After an hour of conversation with Léa Dunand-Chatellet, you come out, with the feeling of a frank exchange, without wooden language, pedagogue and able to take height on a highly topical subject.
Léa Dunand-Chatellet is a recognized expert in Socially Responsible Investment with almost 20 years of experience as an SRI analyst at the beginning, then with the double hat of analyst-manager that allows her to have significant credibility when it comes to discussing ESG and financial management. Léa has been Director of SRI Management for major houses specializing in responsible investment in the Paris market (Sycomore, Mirova).
DNCA Finance recruited her in 2018 and in the space of a few months, she implemented the responsible investment policy of the management company, which positioned it as a major player in SRI.
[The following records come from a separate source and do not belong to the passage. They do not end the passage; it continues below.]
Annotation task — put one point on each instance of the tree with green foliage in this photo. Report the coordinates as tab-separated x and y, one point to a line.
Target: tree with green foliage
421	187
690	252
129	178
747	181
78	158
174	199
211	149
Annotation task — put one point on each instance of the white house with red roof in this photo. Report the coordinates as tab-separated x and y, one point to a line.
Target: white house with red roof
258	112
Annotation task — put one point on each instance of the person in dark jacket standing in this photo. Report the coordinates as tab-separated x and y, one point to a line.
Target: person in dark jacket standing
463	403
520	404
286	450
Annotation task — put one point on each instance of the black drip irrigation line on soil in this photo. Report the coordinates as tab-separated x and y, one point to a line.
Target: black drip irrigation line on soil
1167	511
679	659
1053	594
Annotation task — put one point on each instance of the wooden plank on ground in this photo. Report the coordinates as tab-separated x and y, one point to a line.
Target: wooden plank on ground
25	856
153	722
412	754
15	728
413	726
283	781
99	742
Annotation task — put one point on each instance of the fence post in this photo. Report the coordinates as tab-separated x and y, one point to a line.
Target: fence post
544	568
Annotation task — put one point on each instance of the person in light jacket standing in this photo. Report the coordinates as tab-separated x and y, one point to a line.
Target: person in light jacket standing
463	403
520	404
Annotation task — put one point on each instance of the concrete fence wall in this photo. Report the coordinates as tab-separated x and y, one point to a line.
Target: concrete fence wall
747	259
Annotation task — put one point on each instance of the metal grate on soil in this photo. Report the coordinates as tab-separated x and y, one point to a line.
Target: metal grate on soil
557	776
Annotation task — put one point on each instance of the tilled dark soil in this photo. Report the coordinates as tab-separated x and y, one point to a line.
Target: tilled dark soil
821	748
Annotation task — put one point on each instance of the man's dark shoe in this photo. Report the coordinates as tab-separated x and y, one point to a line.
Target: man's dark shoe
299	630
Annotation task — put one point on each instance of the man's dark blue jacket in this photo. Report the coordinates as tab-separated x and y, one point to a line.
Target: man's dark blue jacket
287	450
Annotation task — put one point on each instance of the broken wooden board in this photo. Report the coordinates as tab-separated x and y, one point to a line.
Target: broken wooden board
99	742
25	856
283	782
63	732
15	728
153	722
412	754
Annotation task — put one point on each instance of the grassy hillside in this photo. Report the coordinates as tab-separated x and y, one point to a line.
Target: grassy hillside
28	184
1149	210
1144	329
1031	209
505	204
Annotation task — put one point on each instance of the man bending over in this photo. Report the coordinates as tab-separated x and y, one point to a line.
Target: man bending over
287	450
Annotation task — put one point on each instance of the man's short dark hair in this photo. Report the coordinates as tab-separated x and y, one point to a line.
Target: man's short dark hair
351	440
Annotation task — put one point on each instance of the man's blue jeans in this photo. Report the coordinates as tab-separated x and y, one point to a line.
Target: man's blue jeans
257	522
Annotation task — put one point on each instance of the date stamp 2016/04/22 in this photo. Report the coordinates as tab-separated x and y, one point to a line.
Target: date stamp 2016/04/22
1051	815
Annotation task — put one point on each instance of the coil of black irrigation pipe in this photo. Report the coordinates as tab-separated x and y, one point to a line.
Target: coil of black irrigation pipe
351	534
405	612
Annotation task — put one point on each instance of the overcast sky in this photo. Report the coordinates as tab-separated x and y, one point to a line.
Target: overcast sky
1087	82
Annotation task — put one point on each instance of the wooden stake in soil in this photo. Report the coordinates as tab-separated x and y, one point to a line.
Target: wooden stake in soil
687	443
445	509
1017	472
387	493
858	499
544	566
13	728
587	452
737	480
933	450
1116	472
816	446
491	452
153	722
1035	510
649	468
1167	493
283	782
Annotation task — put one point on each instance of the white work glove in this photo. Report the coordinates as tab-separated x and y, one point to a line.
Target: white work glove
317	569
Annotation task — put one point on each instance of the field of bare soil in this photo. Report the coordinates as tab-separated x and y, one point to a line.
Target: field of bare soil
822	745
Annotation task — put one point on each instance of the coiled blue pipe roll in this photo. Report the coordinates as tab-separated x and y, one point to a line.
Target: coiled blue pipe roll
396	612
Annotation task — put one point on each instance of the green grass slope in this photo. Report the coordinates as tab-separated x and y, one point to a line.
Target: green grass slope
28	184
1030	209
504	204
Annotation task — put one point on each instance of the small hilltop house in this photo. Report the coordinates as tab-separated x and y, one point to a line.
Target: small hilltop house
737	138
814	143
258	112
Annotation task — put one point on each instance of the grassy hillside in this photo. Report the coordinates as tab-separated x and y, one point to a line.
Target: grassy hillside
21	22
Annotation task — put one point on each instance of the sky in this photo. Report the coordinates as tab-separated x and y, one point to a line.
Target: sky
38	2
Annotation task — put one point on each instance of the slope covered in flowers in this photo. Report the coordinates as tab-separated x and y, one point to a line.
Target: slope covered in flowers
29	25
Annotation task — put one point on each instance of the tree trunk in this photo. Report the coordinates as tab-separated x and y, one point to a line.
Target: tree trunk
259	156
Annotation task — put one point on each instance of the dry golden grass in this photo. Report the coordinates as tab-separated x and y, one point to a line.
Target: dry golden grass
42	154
DNCA Finance, a 100% subsidiary of Natixis, currently has nearly 160 employees in Paris, with €28 billion under management in a range ranging from traditional equity management to alternative long-short-action or global macro strategies.
How did you, as an SRI expert, decide in 2018 to join DNCA Finance, a recognised management company that is not positioned on SRI?
DNCA Finance's project was clear. The ambition to develop a responsible investment policy, aligned with its investment philosophy and corporate culture. An entrepreneurial DNA, with a management approach where everything is homemade. It was this ambitious project that echoed my convictions. Build a proprietary SRI model, having total control over data and evaluations, do not use external suppliers but apply a recipe dear to DNCA Finance, i.e. use 100% internal financial research, for the extra financial. Nowadays the observation of failure or let's say the weakness of external ratings is no longer to be demonstrated, but when I arrived in 2018, it was a far-sighted position on the part of the management of DNCA Finance, and corresponded perfectly to my vision of things, resulting from my experience.
In 2018, SRI-labelled funds are close to a thousand and labels no longer guarantee the sincerity and purity of the SRI approach. We recognize that something else needs to be done, and we are creating the Beyond range of funds, with the desire to demonstrate the positive, measurable contribution of our funds. Not only the consideration of the extra-financial.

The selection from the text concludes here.